La première fois que j’ai entendu parler d’Elliott Murphy, c’était dans un article de Rock & Folk. Le journaliste, dans sa critique de The River de Springsteen , avait écrit à propos de l’intro de la chanson qui a donné son nom à l’album : “c’est le grand frisson avec le chorus d’harmonica le plus poignant depuis Elliott Murphy sur ‘Night Lights’…”. Tiens, tiens. C’est comme si le destin de ces deux hommes était lié. Comme dans le roman de Fitzgerald. Au début, Murphy était Gastby et Springsteen, Carraway. Puis les rôles se sont inversés. Elliott Murphy, dandy échevelé à la crinière blonde, élégant, raffiné, digne héritier de Leonard Cohen, Bob Dylan ou Lou Reed. Poète, artiste, talentueux, sa plume était demandée. C’est Murphy qui a écrit les notes de l’album live posthume du Velvet Underground, 69, avec sa fameuse pochette de mauvais goût et son dessin de l’arrière train et des jarretelles d’une strip-teaseuse de seconde zone sur fond vert pomme. Il a aussi écrit les premiers articles sur Tom Waits dans Rolling Stone. Elliott Murphy était brillant comme un diamant, Billy Joel qui, comme lui venait de long Island, l’enviait et Bruce Springsteen savait au fond de lui que s’il devait y avoir un nouveau Bob Dylan, ce serait Murphy. C’était lui l’élu. Pas surprenant que Springsteen, à chaque fois qu’il venait à Paris donner un concert, invitait Murphy à venir chanter avec lui sur scène. Il sait ce qu’il lui doit.
Elliott Murphy était l’espoir du rock new-yorkais. Aquashow s’était vendu à plus d’exemplaires que les deux premiers albums de Springsteen combinés. Sa maison de disque avait placardé tous les tunnels de métro avec une affiche citant Village Voice : “Elliott Murphy gonna be a monster!”. Emballé par la promesse de ce futur doré, Murphy se forçait à jouer le jeu du “sex, drugs and rock’n’roll” dicté par l’industrie du disque des 70’s et se laissait submerger. Plus influencé par le romantisme de Fitzgerald que par les junkies du Lower East Side, il était un poète solitaire et pas un band leader. Trop romantique et idéaliste, il n’a pris de Gatsby que les excès des roaring twenties et se perdait pour finir comme tous les artistes rejetés. À Paris.
Le dossier Murphy
Paris et les pavés de la rue des Petits Carreaux, où je cours comme un dératé sous une légère pluie, me rappellent les après-midis passés avec la touriste grecque.
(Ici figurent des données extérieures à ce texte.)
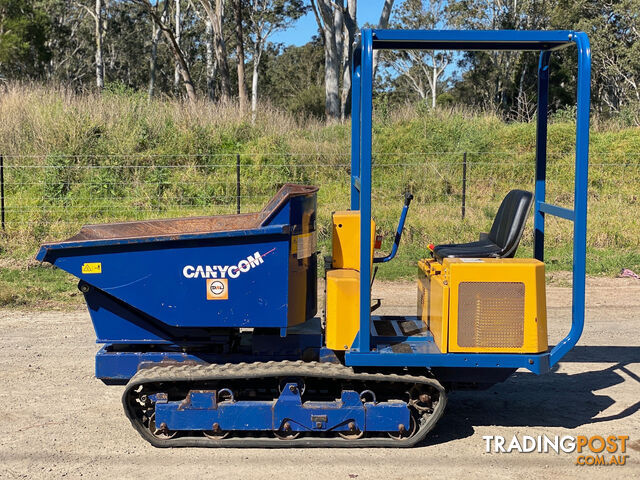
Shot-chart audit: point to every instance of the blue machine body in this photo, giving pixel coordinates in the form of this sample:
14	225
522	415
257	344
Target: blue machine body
143	286
363	351
201	409
183	290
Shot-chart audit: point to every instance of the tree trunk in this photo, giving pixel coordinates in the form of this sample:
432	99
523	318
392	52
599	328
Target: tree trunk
210	60
216	15
99	36
434	86
350	26
254	82
176	71
155	39
382	23
326	18
242	88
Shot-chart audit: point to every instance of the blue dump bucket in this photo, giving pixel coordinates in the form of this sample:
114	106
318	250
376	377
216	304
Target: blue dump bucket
163	280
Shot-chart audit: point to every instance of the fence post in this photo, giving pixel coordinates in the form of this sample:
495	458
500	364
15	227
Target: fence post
238	183
464	183
2	189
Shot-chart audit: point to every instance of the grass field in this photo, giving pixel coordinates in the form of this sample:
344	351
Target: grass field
73	159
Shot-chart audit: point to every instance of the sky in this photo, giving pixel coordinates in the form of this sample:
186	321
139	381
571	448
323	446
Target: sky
302	31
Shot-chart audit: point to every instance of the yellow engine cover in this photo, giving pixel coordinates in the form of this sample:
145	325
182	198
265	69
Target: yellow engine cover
493	305
342	308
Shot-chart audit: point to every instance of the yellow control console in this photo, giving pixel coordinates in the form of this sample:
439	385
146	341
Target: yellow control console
343	280
484	304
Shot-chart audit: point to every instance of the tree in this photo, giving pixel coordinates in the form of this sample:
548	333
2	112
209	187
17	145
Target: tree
293	78
100	21
242	88
349	33
23	39
382	23
216	17
178	34
155	39
173	44
267	17
421	68
329	19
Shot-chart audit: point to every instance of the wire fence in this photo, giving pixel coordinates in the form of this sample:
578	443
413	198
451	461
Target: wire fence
46	196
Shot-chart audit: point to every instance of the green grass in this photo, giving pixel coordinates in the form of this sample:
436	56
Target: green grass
74	159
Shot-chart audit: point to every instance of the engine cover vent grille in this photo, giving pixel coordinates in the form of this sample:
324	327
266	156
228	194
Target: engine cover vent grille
491	314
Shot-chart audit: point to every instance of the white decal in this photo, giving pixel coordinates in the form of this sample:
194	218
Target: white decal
224	271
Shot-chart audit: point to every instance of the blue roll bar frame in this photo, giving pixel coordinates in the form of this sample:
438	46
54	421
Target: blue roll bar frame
545	42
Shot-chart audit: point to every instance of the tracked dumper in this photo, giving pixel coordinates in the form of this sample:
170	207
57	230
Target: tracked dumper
213	327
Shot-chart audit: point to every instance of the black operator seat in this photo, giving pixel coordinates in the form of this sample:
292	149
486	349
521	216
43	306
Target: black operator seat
504	237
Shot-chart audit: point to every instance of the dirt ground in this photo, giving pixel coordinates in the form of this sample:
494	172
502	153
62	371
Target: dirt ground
59	421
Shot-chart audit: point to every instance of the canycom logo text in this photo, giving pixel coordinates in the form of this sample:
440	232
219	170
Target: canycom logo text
223	271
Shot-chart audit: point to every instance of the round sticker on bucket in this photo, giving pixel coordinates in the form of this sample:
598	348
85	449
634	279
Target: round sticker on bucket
217	289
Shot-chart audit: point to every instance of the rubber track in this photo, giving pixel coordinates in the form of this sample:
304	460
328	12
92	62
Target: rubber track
198	373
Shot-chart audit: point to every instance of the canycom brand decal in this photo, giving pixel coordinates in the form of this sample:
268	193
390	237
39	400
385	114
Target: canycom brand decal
225	271
217	289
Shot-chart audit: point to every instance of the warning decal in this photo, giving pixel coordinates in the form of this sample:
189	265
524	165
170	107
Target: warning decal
304	245
217	289
92	267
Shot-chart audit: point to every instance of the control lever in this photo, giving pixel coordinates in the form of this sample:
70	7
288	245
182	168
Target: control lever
403	216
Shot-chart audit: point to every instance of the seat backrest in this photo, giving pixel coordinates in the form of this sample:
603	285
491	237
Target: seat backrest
508	225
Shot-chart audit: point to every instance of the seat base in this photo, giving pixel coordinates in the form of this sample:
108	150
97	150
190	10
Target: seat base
480	249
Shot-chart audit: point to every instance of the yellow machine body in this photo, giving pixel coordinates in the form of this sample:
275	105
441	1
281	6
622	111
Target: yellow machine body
345	243
342	309
484	304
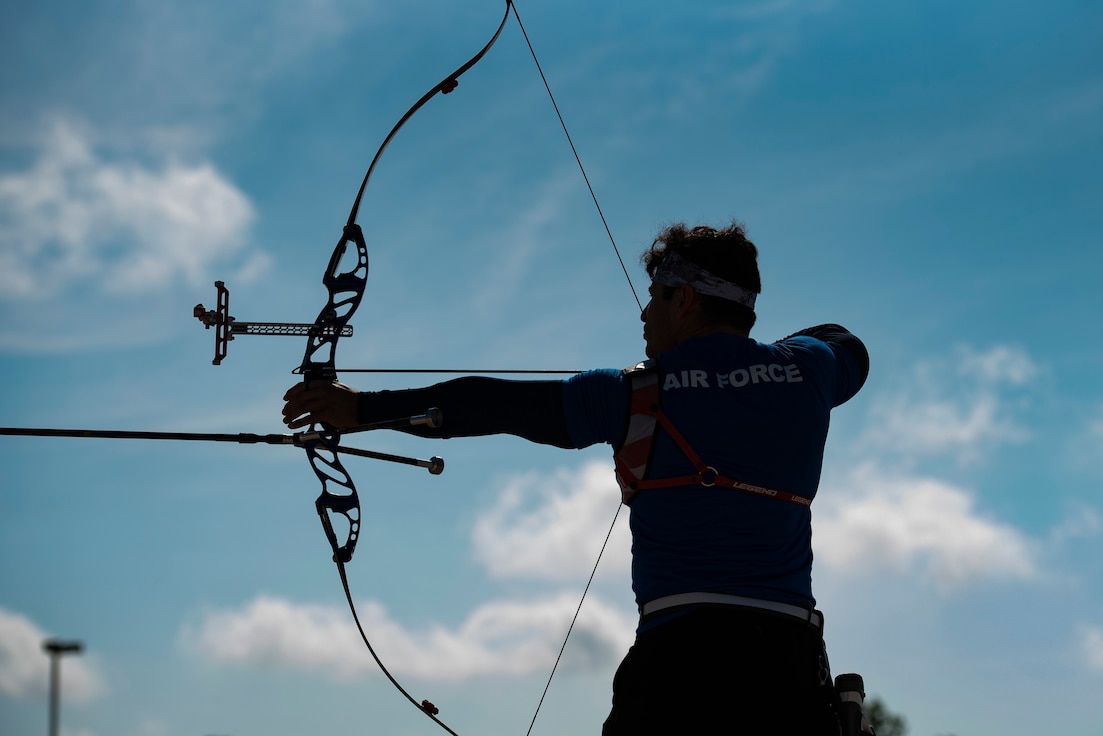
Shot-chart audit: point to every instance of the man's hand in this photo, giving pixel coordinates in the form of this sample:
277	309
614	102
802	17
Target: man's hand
328	403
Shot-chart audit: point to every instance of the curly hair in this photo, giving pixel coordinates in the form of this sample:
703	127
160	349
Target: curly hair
725	253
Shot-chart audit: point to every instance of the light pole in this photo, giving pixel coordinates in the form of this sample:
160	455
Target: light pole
55	649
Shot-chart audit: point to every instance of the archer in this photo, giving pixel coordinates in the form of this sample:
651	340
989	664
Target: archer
718	446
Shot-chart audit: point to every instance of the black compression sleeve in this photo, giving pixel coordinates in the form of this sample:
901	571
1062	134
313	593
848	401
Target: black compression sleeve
842	337
475	406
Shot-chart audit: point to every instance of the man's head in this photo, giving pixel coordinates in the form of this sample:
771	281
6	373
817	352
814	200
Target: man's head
703	280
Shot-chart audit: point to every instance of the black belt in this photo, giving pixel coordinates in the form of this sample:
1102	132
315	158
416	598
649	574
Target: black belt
682	599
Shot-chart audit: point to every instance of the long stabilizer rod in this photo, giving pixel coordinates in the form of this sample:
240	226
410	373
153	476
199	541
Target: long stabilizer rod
432	418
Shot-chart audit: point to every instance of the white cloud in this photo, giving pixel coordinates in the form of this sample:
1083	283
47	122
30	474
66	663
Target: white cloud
73	221
956	406
24	667
917	525
498	638
1090	639
552	528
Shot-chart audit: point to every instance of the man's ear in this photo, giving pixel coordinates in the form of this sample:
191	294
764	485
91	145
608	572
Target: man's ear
686	299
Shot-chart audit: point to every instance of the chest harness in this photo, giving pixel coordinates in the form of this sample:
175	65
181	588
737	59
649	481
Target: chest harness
633	458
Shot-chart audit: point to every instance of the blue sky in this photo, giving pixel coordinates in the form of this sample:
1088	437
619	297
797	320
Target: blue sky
925	173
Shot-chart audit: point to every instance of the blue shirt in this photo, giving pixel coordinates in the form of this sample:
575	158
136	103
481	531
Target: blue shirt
757	412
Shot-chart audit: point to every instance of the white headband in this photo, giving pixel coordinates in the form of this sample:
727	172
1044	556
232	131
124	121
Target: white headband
675	270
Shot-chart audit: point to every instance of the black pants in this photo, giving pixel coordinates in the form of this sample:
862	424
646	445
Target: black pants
724	670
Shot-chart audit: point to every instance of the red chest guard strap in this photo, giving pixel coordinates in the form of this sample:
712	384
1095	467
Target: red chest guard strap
633	458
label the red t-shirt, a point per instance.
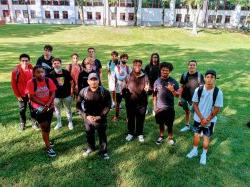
(42, 91)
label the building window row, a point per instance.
(55, 2)
(56, 14)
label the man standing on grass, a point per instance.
(94, 103)
(207, 102)
(165, 89)
(19, 78)
(189, 82)
(64, 92)
(46, 59)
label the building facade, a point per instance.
(100, 12)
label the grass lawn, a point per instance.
(23, 162)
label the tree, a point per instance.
(81, 4)
(164, 4)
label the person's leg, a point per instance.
(90, 134)
(22, 110)
(58, 105)
(67, 104)
(101, 129)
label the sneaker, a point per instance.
(105, 156)
(70, 125)
(51, 152)
(87, 152)
(58, 126)
(171, 142)
(203, 159)
(159, 140)
(129, 137)
(22, 126)
(140, 138)
(192, 153)
(186, 128)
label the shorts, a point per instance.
(43, 117)
(165, 117)
(186, 105)
(207, 130)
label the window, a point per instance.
(89, 15)
(122, 16)
(56, 14)
(219, 18)
(187, 18)
(65, 15)
(131, 16)
(98, 15)
(47, 14)
(6, 13)
(25, 14)
(17, 13)
(178, 18)
(4, 2)
(33, 14)
(227, 19)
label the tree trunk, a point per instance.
(195, 22)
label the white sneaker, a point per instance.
(58, 126)
(140, 138)
(184, 129)
(129, 137)
(70, 125)
(192, 153)
(203, 159)
(171, 142)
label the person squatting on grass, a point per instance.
(111, 75)
(21, 74)
(94, 103)
(64, 92)
(165, 89)
(136, 101)
(207, 102)
(41, 92)
(122, 71)
(46, 59)
(189, 81)
(152, 70)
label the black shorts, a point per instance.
(207, 130)
(165, 117)
(42, 117)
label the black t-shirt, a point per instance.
(153, 73)
(47, 64)
(83, 79)
(62, 82)
(190, 82)
(164, 97)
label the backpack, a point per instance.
(35, 83)
(70, 68)
(215, 93)
(185, 77)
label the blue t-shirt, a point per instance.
(164, 97)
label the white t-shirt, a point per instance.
(206, 102)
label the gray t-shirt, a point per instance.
(206, 103)
(164, 97)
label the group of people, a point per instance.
(47, 87)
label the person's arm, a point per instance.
(14, 86)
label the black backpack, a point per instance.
(215, 93)
(35, 83)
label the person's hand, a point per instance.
(170, 87)
(146, 88)
(20, 99)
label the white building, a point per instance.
(99, 12)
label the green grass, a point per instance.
(23, 162)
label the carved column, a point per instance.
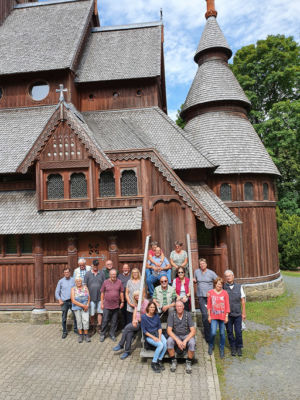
(39, 296)
(72, 253)
(113, 251)
(146, 194)
(190, 227)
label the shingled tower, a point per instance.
(215, 112)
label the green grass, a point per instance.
(291, 273)
(269, 312)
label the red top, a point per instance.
(218, 304)
(112, 292)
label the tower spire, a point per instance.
(211, 11)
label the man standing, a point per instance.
(181, 330)
(94, 280)
(81, 270)
(112, 300)
(237, 313)
(204, 278)
(157, 272)
(164, 296)
(124, 278)
(63, 295)
(107, 268)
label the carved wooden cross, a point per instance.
(61, 90)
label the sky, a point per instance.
(243, 22)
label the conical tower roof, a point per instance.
(212, 38)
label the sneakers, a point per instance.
(188, 366)
(155, 368)
(117, 348)
(80, 338)
(221, 352)
(173, 365)
(124, 355)
(161, 365)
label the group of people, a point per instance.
(99, 297)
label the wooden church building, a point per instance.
(90, 162)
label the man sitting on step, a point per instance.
(181, 331)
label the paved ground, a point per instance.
(37, 364)
(274, 374)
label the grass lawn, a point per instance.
(291, 273)
(270, 313)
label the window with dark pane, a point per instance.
(26, 244)
(204, 235)
(225, 192)
(248, 191)
(10, 244)
(266, 191)
(128, 183)
(78, 186)
(55, 187)
(107, 184)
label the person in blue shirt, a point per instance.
(63, 295)
(157, 272)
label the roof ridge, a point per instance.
(127, 26)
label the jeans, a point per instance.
(127, 336)
(65, 308)
(161, 347)
(235, 339)
(203, 309)
(213, 331)
(112, 317)
(151, 279)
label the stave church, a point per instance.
(91, 164)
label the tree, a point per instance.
(269, 73)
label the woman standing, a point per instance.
(131, 328)
(178, 258)
(80, 298)
(152, 330)
(218, 309)
(133, 285)
(182, 286)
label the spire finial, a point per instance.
(211, 11)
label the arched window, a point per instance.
(225, 192)
(248, 191)
(107, 184)
(128, 183)
(78, 186)
(266, 191)
(55, 187)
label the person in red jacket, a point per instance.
(218, 309)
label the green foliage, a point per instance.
(269, 73)
(288, 240)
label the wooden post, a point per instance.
(113, 251)
(145, 193)
(222, 234)
(39, 296)
(190, 227)
(72, 253)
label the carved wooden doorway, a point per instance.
(93, 246)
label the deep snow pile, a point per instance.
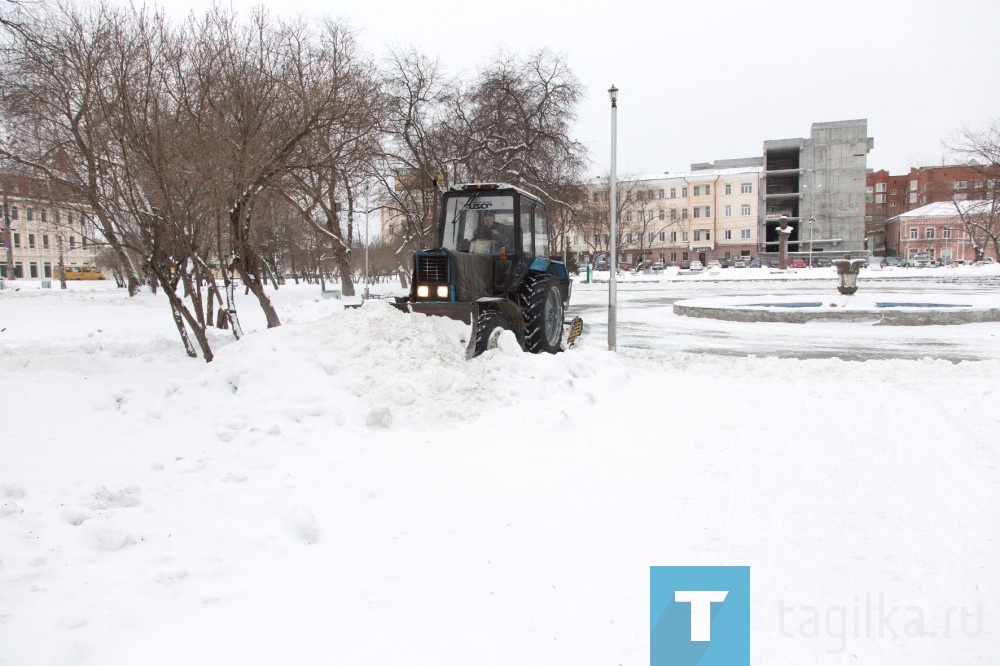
(348, 488)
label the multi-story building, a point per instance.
(817, 187)
(936, 230)
(887, 196)
(709, 212)
(40, 227)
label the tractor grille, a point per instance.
(432, 268)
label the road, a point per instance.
(646, 321)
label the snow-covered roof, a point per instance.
(944, 209)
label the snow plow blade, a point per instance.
(464, 312)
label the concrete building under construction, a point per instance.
(822, 179)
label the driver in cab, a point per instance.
(490, 229)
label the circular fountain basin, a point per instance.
(886, 309)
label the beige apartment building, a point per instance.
(710, 212)
(36, 230)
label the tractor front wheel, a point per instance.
(489, 326)
(543, 314)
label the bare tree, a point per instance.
(333, 165)
(981, 217)
(54, 83)
(420, 151)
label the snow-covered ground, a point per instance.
(349, 489)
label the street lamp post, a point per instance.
(613, 264)
(812, 232)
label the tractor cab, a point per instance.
(492, 269)
(494, 219)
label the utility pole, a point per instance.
(62, 263)
(9, 240)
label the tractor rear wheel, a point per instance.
(543, 314)
(489, 326)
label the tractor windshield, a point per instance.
(482, 224)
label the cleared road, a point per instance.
(646, 321)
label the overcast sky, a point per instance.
(701, 82)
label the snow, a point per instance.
(348, 488)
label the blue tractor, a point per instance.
(493, 269)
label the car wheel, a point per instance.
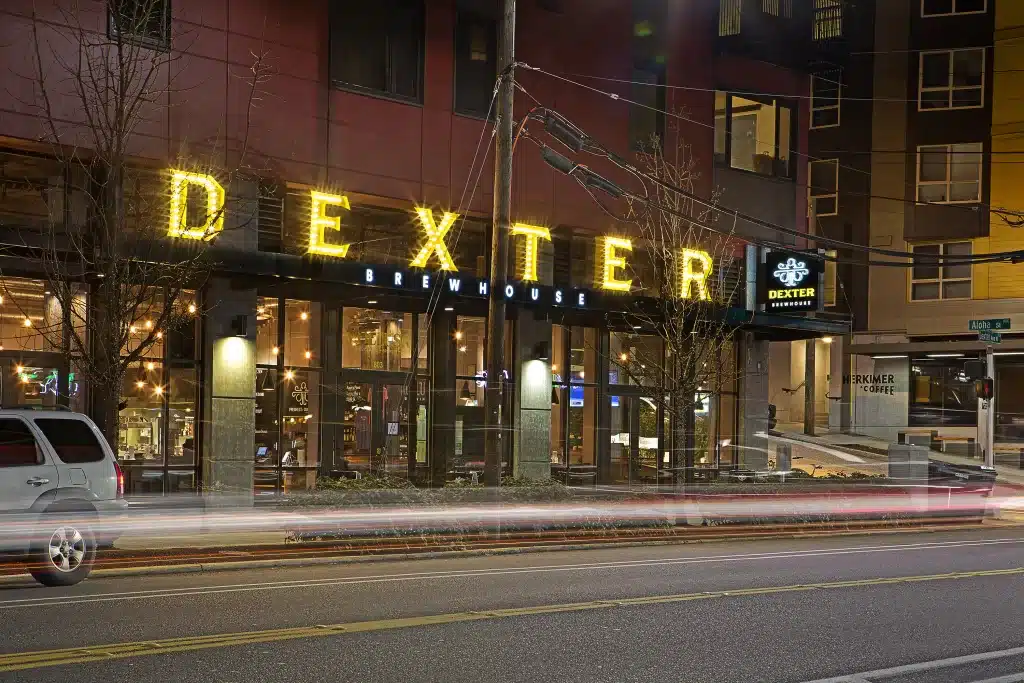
(66, 556)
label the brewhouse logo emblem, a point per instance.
(792, 272)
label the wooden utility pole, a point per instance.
(501, 220)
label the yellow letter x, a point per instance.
(435, 240)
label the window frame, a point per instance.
(948, 179)
(338, 84)
(777, 102)
(161, 43)
(952, 12)
(460, 16)
(949, 88)
(941, 280)
(838, 107)
(810, 187)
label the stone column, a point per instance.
(229, 391)
(532, 399)
(753, 401)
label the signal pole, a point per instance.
(501, 221)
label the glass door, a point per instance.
(356, 426)
(395, 427)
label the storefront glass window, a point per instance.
(267, 342)
(302, 325)
(30, 317)
(635, 359)
(378, 340)
(941, 393)
(266, 418)
(181, 416)
(470, 348)
(584, 355)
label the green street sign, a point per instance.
(989, 337)
(989, 324)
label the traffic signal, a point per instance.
(983, 387)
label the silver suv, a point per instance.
(58, 480)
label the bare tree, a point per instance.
(103, 78)
(691, 267)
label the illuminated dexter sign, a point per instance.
(790, 282)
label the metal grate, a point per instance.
(729, 12)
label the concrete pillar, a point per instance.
(532, 399)
(442, 395)
(229, 391)
(753, 401)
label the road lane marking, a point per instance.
(466, 573)
(90, 653)
(923, 667)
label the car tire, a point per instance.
(65, 553)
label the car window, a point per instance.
(17, 445)
(73, 440)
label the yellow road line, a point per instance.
(40, 658)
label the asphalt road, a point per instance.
(768, 610)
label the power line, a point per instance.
(680, 117)
(576, 138)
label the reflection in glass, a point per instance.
(181, 416)
(139, 434)
(267, 343)
(302, 325)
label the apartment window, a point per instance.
(930, 282)
(378, 47)
(147, 22)
(475, 62)
(754, 135)
(827, 19)
(825, 93)
(949, 173)
(823, 188)
(951, 79)
(832, 276)
(948, 7)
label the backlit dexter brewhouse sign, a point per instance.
(791, 282)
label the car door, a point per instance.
(26, 470)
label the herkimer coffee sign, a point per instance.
(791, 282)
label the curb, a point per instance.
(195, 567)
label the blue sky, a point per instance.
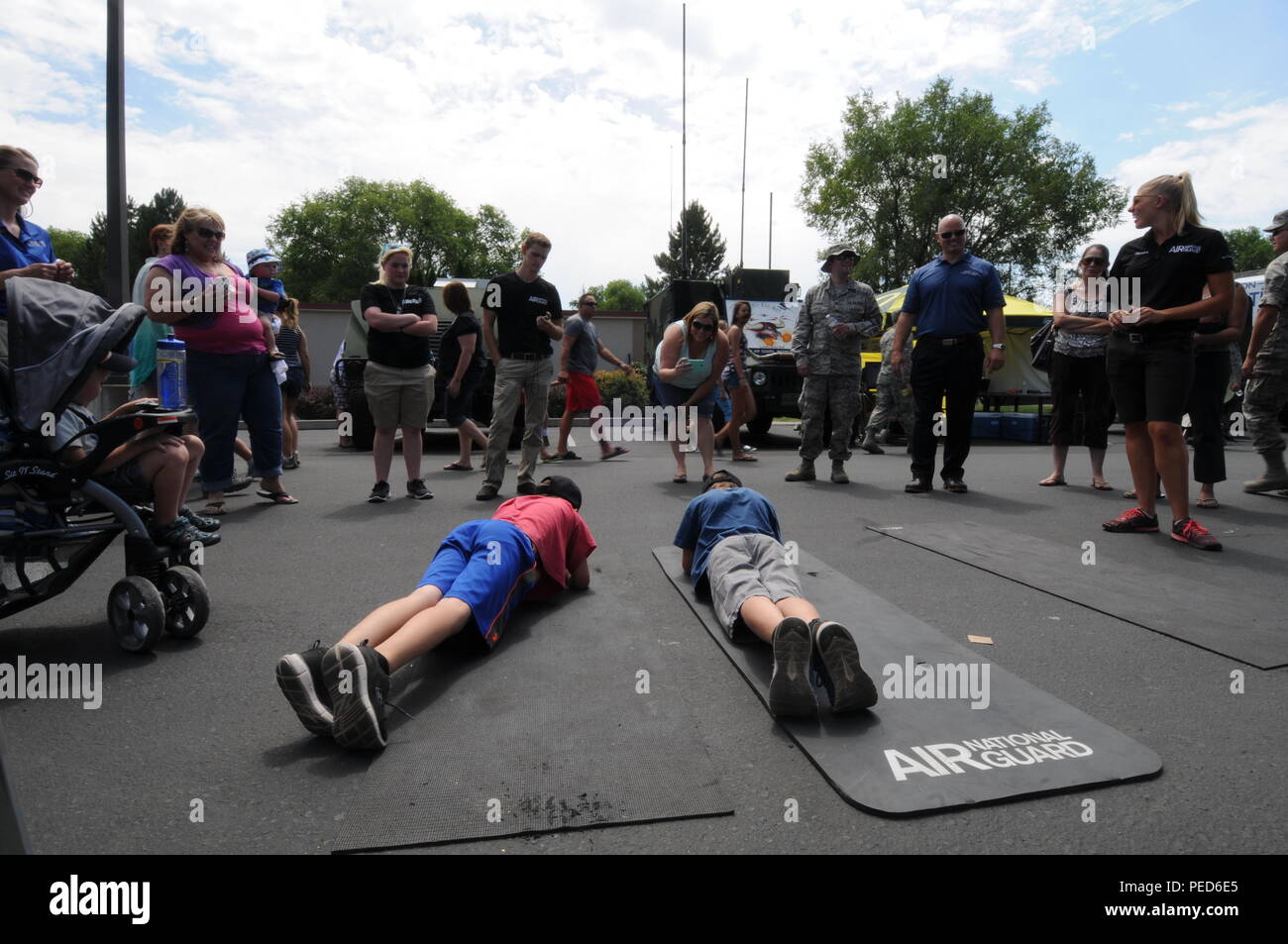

Dans le lit de mes parents à écouter en boucle “Hometown”, “Marilyn” ou un “How’s The family”. Je cours à perdre haleine pour arriver enfin au New Morning à 21 heures pile. C’est complet. Tant mieux. Elliott Murphy est déjà sur scène. J’essaie de me tracer un chemin dans la foule compacte pour me rapprocher. Il y a dans le public cette communion particulière qui ne peut se produire qu’avec une catégorie très limitée d’artistes. Ceux qui ont réussi à tisser un lien indestructible avec leur audience. Dans leur mémoire, un événement est forcément associé à leur œuvre. Pour les 500 personnes qui remplissent le New Morning, Elliott Murphy a accompagné des pans entiers de leur existence. Moi, je l’associe à la touriste grecque et au baccalauréat raté.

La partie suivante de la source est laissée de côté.